Not only would increasing the 4 percent level perhaps be prudent, but it also would support a reasonable apportionment of the MTA’s costs. CBC has advocated the MTA’s mass transit costs be shared 50-25-25—half from riders, one-quarter from taxpayers, and the balance from motorists as an economically efficient way to generate revenue and incentivize drivers to switch to public transportation.  CBC finds the 2023 budget is funded roughly 32 percent from fares, 57 percent from taxes and subsidies, and 11 percent from motorist cross-subsidies. 

Some question whether fares should increase given the economic hardship experienced by some of our neighbors. For those in need, CBC enthusiastically supports Fair Fares and considers a well-marketed program to be a critical part of the MTA financial ecosystem.

Still, New Yorkers should know that MTA fares are a good deal when you consider New Yorkers’ overall cost of living compared to other regions. Due to widespread transit, New Yorkers rely much less on cars, which are much more expensive. Low transportation costs increase affordability by partly offsetting high housing costs. CBC found that among 20 peer cities, New York ranked 11th in a household’s combined housing and transportation costs and is relatively more affordable for lower income households. New York ranked 3rd most affordable for an individual living at the poverty line, 6th most affordable for a single-parent family, and 8th most affordable for a retired couple.

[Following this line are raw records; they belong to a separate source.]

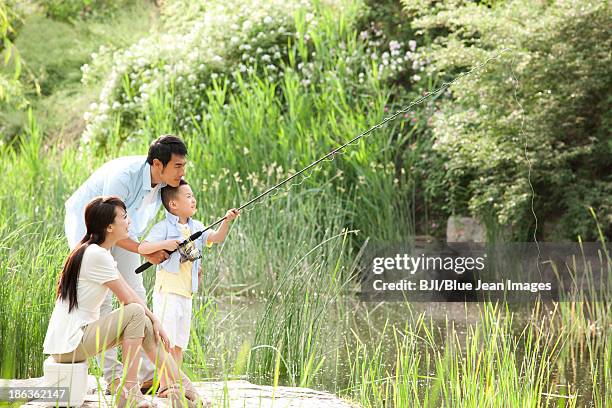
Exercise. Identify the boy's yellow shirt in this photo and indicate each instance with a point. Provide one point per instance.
(180, 283)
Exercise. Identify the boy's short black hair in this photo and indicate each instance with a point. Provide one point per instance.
(169, 193)
(164, 147)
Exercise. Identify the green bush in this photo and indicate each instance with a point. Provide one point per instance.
(70, 10)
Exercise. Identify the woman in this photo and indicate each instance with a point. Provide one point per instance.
(76, 331)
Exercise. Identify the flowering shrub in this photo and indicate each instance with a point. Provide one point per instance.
(225, 43)
(557, 64)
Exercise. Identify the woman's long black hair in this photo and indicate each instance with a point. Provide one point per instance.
(99, 214)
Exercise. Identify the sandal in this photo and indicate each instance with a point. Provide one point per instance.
(133, 397)
(185, 386)
(185, 394)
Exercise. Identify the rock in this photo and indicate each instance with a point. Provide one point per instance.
(464, 229)
(232, 394)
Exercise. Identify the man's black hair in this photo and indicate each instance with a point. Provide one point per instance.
(169, 193)
(164, 147)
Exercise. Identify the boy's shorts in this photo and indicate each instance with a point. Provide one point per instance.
(174, 312)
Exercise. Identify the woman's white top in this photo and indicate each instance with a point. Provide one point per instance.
(65, 328)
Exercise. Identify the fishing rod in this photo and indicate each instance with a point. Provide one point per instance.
(407, 108)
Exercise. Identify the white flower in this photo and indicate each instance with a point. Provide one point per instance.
(394, 45)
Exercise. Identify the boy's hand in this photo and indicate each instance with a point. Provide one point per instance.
(231, 215)
(170, 244)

While we support this fare and toll increase and recommend reconsidering the increase level going forward, New York’s future will not be stable and prosperous if the only solutions to the MTA’s challenges are to continuously raise revenues. New Yorkers should not pay one penny more than is required to provide high quality services.

Achieving this relies on four actions. First, the MTA should be held accountable for the quality and reliability of its service, especially given the massive influx of new resources. Second, the MTA should be supported in reducing fare evasion. Just consider this: the increase in fare evasion alone equals the cost of two rounds of fare and toll increases. Third, the MTA’s capital efforts should focus on ensuring its equipment and facilities are brought to, and kept in, a state of good repair and appropriately modernized before spending precious resources on expansion.

Finally, while we hope the tentative agreement with the TWU includes more actions to increase efficiency that offset costs than has been publicly reported, much more can and should be done. Within and even after a ratified agreement, the MTA and union leadership should implement changes to increase productivity and flexibility, including expanding One-Person Train Operation, increasing worker availability, and modifying shift parameters and job duties, among others. This is not about making employees work harder; it is about collaborating to work smarter. That way all stakeholders contribute to a strong MTA that supports the region’s economy and New Yorkers’ quality of life.